巻頭言

2020.11.01
巻頭言

ベスト11月号 巻頭言を掲載しました

自己分析から始めよう
~やると決したらやり遂げる~

株式会社日本公法 代表取締役社長
麗澤大学名誉教授
元中国管区警察局長
元警察庁教養課長
元警察大学校教官教養部専門講師
大貫 啓行

 昇任試験でなかなか思うような結果が出ないで悩んでいる人が少なくない。本稿はそうした人への応援&アドバイスを目指している。

 そうした人の共通項は、「そこそこ勉強した。」「そこそこ頑張った。」といったものだろう。概して真面目なのだ。思うようにいかないという現実に、さして怒りも爆発させることもない。仕事が忙しかった、今一つ本気が出なかったなど、自分をかばう理由探しに走りがちだ。のっけからむごいようだが、自分の心の中をよくよく分析してほしい。
 要は、敗因は自分自身の心にある。その自分の心と徹底的に向かい合うところから始めなければならない。そうしたうえで、次回の目標達成に向けた決意が、全ての始まりになくてはならないのだ。早い話が、合格したいとの思いの強い人が受かる。自分の心の中の分析が終わったならば、燃えてほしい。
 目標が決まったら、そこに集中して取り組む。その瞬間から始まる。一年であろうが半年であろうが。はたまた来秋であろうが。その持てる全ての力で目標達成に立ち向かうのだ。
 自分のことは、自分が一番知っている。しかも自分との付き合いは一生モノ、逃れることも変えることもできない。自己分析はその自分との付き合い方の確認だ。うまくいく方法は、結局のところ自分で見つけるしかない。まずい所があるなら、それとの折り合いをつけなくてはならない。

 半世紀にわたる警察官との様々な付き合いから得た合格の秘訣はといえば、次のようなものだ。
 自己コントロールのできる人が合格する。全ての要因は自分にあるという冷静さを持つべきだ。
 また、同じ目標に向かう仲間を持っている人は幸いだ。競い合いが良い結果を生む。彼には負けられないという闘争心が究極の力になる。ライバルとは遊びも仕事も競い合うのがいい。率直に夢を話し合えればそれに勝るものはない。若い時、剣道で汗を流し合い、結局大幹部になった人々の顔が浮かぶ。
 同じ理由なのか、警察学校の同期生間のつながりを大切にする人は早く昇任するようだ。

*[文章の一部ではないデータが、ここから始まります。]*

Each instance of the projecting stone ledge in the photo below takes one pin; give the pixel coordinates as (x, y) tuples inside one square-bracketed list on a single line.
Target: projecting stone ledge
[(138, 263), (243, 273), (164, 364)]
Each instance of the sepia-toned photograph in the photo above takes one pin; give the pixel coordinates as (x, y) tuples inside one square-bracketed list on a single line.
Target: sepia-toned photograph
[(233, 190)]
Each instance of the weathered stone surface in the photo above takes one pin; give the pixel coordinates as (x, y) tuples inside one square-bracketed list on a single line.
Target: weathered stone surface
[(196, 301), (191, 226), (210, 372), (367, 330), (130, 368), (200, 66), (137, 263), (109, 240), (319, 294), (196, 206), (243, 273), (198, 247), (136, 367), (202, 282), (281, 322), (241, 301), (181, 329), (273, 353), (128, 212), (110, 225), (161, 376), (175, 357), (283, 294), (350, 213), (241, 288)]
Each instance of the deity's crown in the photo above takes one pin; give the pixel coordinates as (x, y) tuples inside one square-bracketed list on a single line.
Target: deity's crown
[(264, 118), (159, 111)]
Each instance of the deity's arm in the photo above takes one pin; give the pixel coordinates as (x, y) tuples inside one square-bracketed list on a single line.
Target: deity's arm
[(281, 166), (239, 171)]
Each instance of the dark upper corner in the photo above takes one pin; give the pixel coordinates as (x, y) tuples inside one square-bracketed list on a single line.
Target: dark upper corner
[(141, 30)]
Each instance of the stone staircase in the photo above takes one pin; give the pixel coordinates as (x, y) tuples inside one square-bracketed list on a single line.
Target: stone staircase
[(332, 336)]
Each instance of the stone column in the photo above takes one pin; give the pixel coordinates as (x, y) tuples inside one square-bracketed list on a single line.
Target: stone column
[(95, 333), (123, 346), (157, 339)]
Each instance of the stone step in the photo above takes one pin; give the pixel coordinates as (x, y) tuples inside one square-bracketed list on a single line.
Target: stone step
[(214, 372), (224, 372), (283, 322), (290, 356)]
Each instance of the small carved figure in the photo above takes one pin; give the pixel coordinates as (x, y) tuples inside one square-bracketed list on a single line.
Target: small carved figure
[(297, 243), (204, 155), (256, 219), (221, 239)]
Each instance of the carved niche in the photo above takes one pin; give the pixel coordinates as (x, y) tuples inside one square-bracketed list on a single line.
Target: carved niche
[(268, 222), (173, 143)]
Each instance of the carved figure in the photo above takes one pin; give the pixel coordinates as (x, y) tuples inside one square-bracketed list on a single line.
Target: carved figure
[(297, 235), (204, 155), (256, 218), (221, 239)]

仲間を大切にし、いい仲間を持てた人が、長い目で見て、互いに向上していく例を多数見てきた。
 仲の良い夫婦は何物にも勝る力を生む。いい家庭を持った人はどんどん偉くなっていると確信する。合格する人はおしなべて夫婦仲が良いように思う。
 決してあきらめないこと。失敗は成功の基である。どんな人でも失敗する。要は失敗から何を学ぶかだ。学ぶところの多い人が成功する。
 試験までどんなに残りの時間が少なくとも、自分と向かい合って、最善の準備をする。そうした心境に自己をコントロールできる人は強い。残された長くない日々の集中力勝負。踏ん張りが大切だ。

 最後に、本誌編集部一同、皆さんの目標達成を願って、最善の準備ができるように微力を尽くしていく所存である。